Baltica is a very old continent and its core is a very well-preserved and thick craton. Its current margins, however, are the sutures that are the result of mergers with other, much younger continental blocks. These often deformed sutures do not represent the original, Precambrian–early Palaeozoic extent of Baltica; for example, the curved margin north of the Urals running parallel to Novaya Zemlya was probably deformed during the eruption of the End-Permian Siberian Traps.
Baltica's western margin is the Caledonide orogen which stretches northward from the Scandinavian Mountains across Barents Sea to Svalbard. Its eastern margin is the Timanide orogen which stretches north to the Novaya Zemlya archipelago. The extent of the Proterozoic continent are defined by the Iapetus Suture to the west; the Trollfjorden-Komagelva Fault Zone in the north; the Variscan-Hercynian suture to the south; the Tornquist Zone to the southwest; and the Ural Mountains to the east.
At c. 555 Ma during the Timanian Orogeny the northern margin became an active margin and Baltica expanded northward with the accretion of a series of continental blocks: the Timan-Pechora Basin, the northern-most Ural Mountains, and the Novaya Zemlya islands. This expansion coincided with the Varanger glaciations, also known as Snowball Earth.
Terranes of the North American Cordillera, including Alaska-Chukotka, Alexander, Northern Sierra, and Eastern Klamath, share a rift history with Baltica and most likely were part of Baltica from the Caledonian orogeny to the formation of the Ural Mountains. These terranes can be linked to either northeastern Laurentia, Baltica, or Siberia because of a similar sequence of fossils; detrital zircon from 2-1 Ga-old sources and evidence of Grenvillian magmatism; and magmatism and island arcs from the Late Neoproterozoic and Ordovician-Silurian.

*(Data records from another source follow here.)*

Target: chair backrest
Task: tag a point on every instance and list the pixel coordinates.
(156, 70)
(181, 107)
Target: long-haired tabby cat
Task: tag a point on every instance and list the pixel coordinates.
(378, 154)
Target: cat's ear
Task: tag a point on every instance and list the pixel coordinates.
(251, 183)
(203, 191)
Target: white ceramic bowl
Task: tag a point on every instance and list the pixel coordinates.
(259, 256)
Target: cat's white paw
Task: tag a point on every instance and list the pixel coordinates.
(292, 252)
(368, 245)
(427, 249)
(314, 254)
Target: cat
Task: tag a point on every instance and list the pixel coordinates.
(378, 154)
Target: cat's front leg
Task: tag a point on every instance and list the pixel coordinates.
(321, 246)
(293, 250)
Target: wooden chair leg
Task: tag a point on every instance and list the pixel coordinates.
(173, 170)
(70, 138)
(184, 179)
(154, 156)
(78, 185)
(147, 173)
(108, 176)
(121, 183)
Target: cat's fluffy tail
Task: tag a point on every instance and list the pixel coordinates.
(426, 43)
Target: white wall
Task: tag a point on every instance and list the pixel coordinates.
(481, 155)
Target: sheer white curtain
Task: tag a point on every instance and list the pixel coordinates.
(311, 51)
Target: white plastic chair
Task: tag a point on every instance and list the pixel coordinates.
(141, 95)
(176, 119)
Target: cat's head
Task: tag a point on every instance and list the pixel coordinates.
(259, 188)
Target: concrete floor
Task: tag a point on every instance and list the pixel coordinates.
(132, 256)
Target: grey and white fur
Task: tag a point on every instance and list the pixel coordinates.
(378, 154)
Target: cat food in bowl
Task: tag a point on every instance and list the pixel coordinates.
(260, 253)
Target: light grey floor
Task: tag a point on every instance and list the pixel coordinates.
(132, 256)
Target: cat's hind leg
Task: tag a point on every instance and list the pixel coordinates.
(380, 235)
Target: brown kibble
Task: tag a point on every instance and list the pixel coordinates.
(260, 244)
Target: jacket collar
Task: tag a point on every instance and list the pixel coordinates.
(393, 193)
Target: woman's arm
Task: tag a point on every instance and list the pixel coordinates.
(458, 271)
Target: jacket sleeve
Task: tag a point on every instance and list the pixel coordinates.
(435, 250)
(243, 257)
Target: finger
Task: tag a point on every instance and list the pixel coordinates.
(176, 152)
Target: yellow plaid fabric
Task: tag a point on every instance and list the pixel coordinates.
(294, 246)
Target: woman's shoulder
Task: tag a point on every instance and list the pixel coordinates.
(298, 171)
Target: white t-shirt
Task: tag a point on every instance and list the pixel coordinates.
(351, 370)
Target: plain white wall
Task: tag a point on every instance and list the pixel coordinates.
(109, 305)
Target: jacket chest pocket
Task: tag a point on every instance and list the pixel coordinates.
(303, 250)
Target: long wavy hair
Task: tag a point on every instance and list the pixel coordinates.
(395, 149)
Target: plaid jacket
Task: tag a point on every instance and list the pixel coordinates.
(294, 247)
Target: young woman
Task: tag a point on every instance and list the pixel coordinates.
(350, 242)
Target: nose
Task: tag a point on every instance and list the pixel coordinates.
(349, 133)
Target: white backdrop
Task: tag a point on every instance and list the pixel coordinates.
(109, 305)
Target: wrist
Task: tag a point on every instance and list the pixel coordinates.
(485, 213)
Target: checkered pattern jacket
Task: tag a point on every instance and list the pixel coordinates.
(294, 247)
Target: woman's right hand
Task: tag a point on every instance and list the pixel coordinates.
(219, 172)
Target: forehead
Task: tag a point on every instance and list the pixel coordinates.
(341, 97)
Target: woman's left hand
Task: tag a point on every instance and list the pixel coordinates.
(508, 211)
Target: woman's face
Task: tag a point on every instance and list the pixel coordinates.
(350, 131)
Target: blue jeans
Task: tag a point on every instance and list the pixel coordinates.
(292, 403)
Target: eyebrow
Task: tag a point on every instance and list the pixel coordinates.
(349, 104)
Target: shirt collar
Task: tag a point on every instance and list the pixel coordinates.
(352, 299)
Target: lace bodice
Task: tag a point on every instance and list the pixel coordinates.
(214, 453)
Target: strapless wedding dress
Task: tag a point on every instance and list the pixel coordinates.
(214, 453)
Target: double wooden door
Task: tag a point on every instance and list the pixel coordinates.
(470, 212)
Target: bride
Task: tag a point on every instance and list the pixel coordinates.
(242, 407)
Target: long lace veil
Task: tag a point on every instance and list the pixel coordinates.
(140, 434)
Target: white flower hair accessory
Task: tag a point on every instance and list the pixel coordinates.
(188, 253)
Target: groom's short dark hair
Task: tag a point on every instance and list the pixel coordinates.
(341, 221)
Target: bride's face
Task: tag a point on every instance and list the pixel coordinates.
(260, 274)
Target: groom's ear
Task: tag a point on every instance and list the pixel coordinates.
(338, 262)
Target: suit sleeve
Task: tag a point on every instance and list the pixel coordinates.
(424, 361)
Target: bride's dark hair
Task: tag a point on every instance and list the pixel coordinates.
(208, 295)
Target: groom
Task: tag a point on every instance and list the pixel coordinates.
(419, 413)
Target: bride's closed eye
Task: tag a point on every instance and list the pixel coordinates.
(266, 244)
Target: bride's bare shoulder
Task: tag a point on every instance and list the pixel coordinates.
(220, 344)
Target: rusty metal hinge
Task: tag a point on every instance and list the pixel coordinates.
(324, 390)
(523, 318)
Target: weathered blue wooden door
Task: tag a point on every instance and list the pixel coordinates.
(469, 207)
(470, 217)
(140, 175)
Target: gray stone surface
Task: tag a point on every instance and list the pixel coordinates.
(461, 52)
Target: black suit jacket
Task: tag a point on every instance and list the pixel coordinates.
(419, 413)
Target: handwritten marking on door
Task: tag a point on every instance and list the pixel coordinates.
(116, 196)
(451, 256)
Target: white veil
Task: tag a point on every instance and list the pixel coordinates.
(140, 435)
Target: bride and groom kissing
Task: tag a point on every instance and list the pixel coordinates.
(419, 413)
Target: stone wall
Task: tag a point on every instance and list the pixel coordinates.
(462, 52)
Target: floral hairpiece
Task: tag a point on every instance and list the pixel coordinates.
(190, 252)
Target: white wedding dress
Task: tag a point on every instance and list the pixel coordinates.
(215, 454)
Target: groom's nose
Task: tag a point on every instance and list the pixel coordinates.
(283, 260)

From at least 1.8 Ga to at least 0.8 Ga the southwestern margin of Baltica was connected to Amazonia while the southeast margin was connected to the West African Craton. Baltica, Amazonia, and West Africa rotated 75° clockwise relative to Laurentia until Baltica and Amazonia collided with Laurentia in the 1.1-0.9 Ga Grenville-Sveconorwegian-Sunsás orogenies to form the supercontinent Rodinia. When the break-up of Rodinia was complete c. 0.6 Ga Baltica became an isolated continent — a 200 million year period when Baltica was truly a separate continent. Laurentia and Baltica formed a single continent until 1.265 Ga which broke up some time before 0.99 Ga. After the subsequent closure of the Mirovoi Ocean Laurentia, Baltica and Amazonia remained merged until the opening of the Iapetus Ocean in the Neoproterozoic.
The Western Gneiss Region in northern Norway is composed of 1650-950 Ma-old gneisses overlain by continental and oceanic allochtons that were transferred from Laurentia to Baltica during the Scandian orogeny. The allochtons were accreted to Baltica during the closure of the Iapetus Ocean c. 430-410 Ma; Baltica's basement and the allochtons were then subducted to UHP depth c. 425-400 Ma; and they were finnaly exhumed to their present location c. 400-385 Ma. The presence of micro-diamonds in two islands in northern Norway, Otrøya and Flemsøya, indicate that this margin of Baltica was buried c. 120 km (75 mi) for at least 25 million years around 429 Ma shortly after the Baltica-Laurentia collision.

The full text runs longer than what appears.